A willowy figure carrying a tray appeared at the top and took one step down. Crystal. Her eyes went wide. “They’re coming. There was a call.” She retreated as they kept going up the stairs. “I have to scream now, and you have to hit me.”
“ What ?” Shane asked, echoing Rixey’s own thoughts.
“If you don’t, they’ll know I helped you. And I can’t . . .” Agitation overtook all her delicate features. “You have to. Please.” Apology in her eyes, she screamed at the top of her lungs. “Please.”
“Pretend to fall and cradle your stomach.” Shane swung like he was punching her.
She dove, her head and back hitting the wall and the tray of food flying.
They bolted through the door.
Aw, thank fuck for Easy. He had his rental SUV sitting right there, back door open. Shane dove in first. Nick flipped Charlie off his shoulder, and Shane hauled him in. Rixey’s ass was still flapping in the breeze when Easy peeled out and men exploded through the door they’d just come through.
Gunshots erupted in a barrage that sprayed the back of the SUV.
Shane and Nick went flat, covering Charlie, who was completely out now. Probably for the best.

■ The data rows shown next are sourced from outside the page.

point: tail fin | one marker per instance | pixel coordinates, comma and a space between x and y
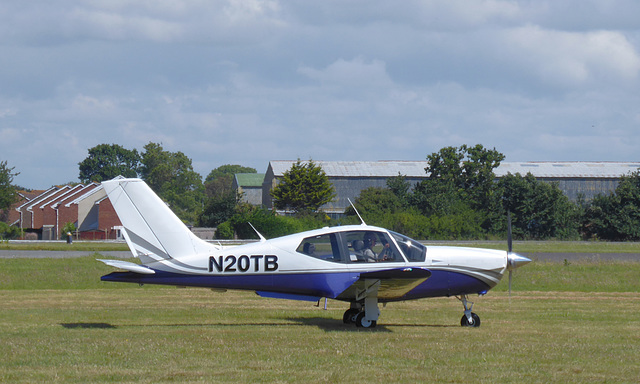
152, 230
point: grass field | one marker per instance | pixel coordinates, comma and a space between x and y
59, 323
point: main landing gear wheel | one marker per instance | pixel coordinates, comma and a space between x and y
475, 320
350, 316
361, 322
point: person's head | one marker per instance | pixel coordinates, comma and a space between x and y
370, 239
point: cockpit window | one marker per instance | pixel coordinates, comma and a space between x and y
371, 247
324, 247
413, 250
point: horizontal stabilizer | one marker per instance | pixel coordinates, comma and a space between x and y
128, 266
288, 296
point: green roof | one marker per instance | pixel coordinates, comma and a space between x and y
249, 179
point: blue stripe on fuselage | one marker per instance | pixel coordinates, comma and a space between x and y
331, 285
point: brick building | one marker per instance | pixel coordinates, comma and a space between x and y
86, 206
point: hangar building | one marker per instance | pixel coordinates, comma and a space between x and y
350, 177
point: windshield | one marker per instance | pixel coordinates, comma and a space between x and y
413, 250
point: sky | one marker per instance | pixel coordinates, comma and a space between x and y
249, 81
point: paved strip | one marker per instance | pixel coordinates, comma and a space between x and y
9, 254
547, 257
568, 256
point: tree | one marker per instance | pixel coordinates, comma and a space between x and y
616, 216
228, 169
400, 187
303, 188
171, 176
539, 210
469, 169
221, 199
8, 193
106, 161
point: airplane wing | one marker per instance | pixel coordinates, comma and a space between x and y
394, 283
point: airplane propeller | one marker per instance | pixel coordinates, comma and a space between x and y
513, 259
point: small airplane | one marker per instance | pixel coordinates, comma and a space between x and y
359, 264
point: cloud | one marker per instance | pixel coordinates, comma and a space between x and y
350, 73
573, 59
246, 81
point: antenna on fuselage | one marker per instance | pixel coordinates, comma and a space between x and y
258, 233
357, 213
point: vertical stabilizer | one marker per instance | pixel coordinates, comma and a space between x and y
152, 230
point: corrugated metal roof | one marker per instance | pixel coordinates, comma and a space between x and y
249, 179
359, 168
569, 169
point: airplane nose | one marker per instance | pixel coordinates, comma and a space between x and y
515, 261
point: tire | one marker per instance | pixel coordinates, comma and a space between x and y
350, 315
361, 322
475, 321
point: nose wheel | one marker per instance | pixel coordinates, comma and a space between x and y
469, 319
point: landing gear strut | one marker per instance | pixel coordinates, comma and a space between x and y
469, 319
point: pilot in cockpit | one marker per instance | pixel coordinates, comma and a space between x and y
370, 255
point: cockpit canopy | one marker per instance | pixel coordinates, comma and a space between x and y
363, 246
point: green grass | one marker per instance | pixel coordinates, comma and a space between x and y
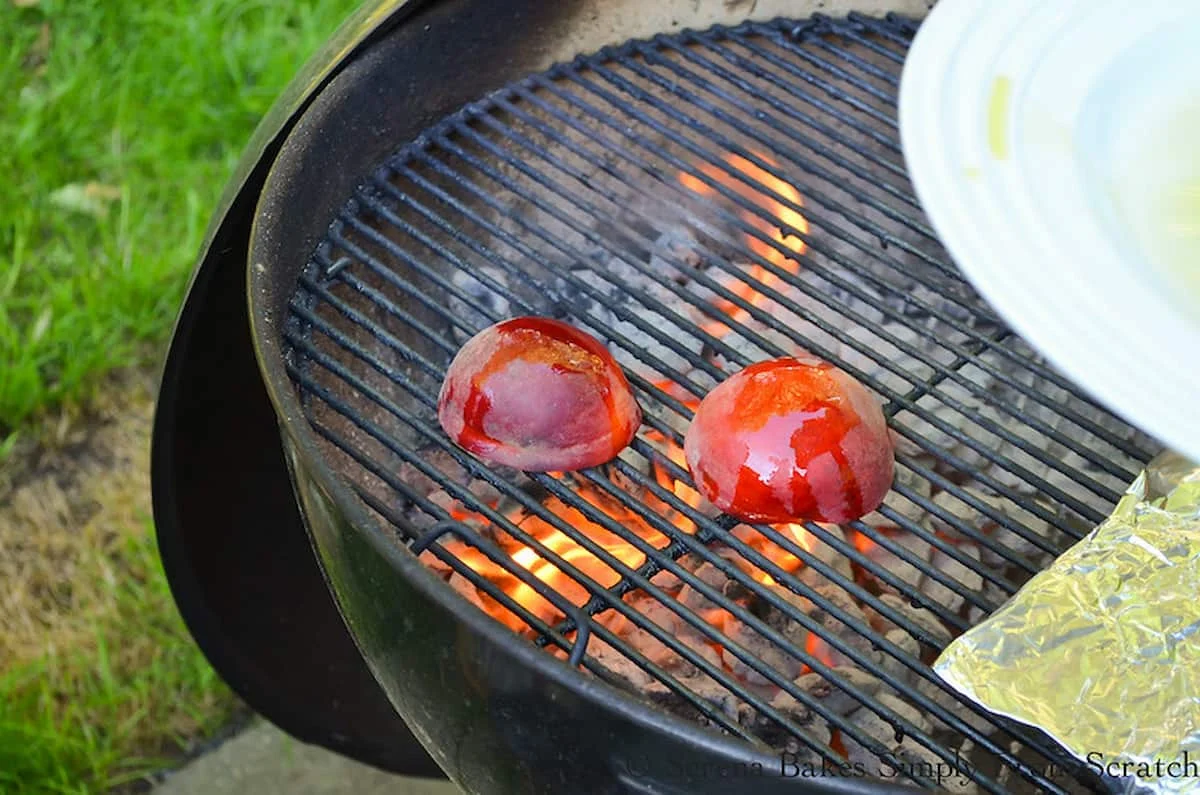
121, 123
96, 715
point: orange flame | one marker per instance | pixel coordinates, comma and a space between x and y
779, 243
778, 199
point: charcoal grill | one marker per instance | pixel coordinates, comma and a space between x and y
700, 199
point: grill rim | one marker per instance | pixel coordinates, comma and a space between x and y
304, 437
307, 465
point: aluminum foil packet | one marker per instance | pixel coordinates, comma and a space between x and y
1102, 650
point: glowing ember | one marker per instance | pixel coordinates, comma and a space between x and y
781, 227
778, 199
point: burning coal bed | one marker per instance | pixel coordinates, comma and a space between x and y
982, 500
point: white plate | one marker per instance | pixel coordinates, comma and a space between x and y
1055, 147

More gunfire again. The back window shattered in a hail of glass.
“Do whatever you have to do to avoid a tail, man,” Nick called.
“On it.”
Shane groaned. “Motherfuck.”
“What?” Nick asked as Easy tore out of the lot, cutting off traffic and sending oncoming cars into tailspins that luckily blocked the road.
“I’m hit.” Shane pulled a handful of blood away from his right shoulder. “Flesh wound, I’m pretty sure. Sonsabitches.”

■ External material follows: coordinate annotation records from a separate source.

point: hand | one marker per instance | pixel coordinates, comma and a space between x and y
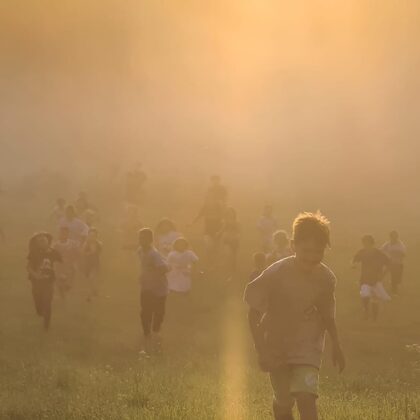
338, 358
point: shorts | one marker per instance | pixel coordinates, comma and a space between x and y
288, 380
375, 292
396, 271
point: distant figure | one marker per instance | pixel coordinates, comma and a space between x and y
78, 230
373, 264
91, 218
154, 290
66, 268
296, 297
59, 210
165, 236
135, 181
230, 238
267, 225
281, 249
213, 213
396, 251
41, 260
181, 261
91, 253
129, 228
260, 264
217, 190
82, 204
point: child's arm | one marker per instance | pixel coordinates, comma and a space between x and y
355, 261
254, 319
198, 217
32, 272
327, 309
338, 358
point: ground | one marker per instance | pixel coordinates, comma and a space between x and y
88, 365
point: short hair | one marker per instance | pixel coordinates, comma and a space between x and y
313, 226
280, 236
165, 222
180, 241
260, 258
368, 239
70, 208
146, 234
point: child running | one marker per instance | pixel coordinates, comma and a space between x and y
281, 247
41, 260
66, 269
181, 261
166, 234
373, 264
267, 225
296, 296
230, 234
91, 253
260, 264
154, 290
396, 251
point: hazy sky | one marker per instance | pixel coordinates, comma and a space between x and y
271, 87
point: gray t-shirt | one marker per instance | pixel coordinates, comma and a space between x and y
295, 305
153, 272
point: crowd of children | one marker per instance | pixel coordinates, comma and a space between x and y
290, 293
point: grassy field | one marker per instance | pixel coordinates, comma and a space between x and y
88, 366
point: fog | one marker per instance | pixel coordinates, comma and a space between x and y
316, 102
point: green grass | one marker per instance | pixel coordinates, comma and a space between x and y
88, 366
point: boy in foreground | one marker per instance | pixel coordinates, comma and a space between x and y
373, 263
297, 299
154, 290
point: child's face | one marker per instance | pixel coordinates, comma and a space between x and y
180, 247
268, 211
64, 234
281, 243
42, 242
145, 241
92, 236
394, 237
309, 253
367, 244
260, 263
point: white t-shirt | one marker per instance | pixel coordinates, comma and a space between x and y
69, 252
396, 252
180, 265
164, 242
267, 226
78, 230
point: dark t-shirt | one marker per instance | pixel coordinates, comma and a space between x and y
42, 261
153, 277
295, 305
218, 193
373, 262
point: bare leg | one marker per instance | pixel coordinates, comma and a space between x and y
306, 403
366, 307
280, 413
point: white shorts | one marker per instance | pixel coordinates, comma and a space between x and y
377, 292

“You need a hand?” Nick asked.
“No, goddamnit,” Shane said, cussing up a blue streak under his breath. Yeah, he was good.
Nick scanned out the back window. Course that would’ve been too easy. Two SUVs had gone offroading onto the sidewalk around the cars blocking the road. “We have company.”
“Yup,” Easy said.
“A-Team, vehicles are in pursuit. Do you have everyone?” came Jeremy’s voice.
An occasional round was still hitting home on their rear end.
Grabbing his gun, Rixey lowered the passenger window and leaned his upper body out enough to line up a shot. He pulled the trigger, and the first tail swerved and lost control, crashing into a parked car.
“Get us gone, E,” he hollered.
They ran a red light, which Rixey only realized after the fact when cars went screeching sideways in their wake. He approved. But the damn tail still wasn’t giving up. The road opened into two lanes lined with clubs and bars and restaurants, and traffic picked up. Couldn’t damn well shoot now. Nick sat heavily in his seat just as Easy cut across two lanes of traffic and made a right turn at the last possible minute.
Rixey careened into Charlie and Shane, whose injured shoulder slammed into the door, sending off more colorful curses.
The turn-and-slide didn’t stop there. Easy took the first left. Right again. And then another right, taking them back in the direction from which they’d come. No sign of the tail. Had they lost him? Nick kept a vigilant gaze out the back. Easy took the next left to cut across the city from east to west, continuing to zigzag to make sure they were tail-free. But he kept his speed down and drove carefully. Last thing they wanted was to get stopped by a cop for speeding or running a red light. Not when they were in the free and motherfucking clear.
Rixey blew out a breath and sagged against the seat. It might’ve been the first time he’d fully breathed in fifteen minutes. “Everybody okay?” He got two affirmatives, and hit his com button. “Eileen? This is A1. We have the package. I say again, we have the package.”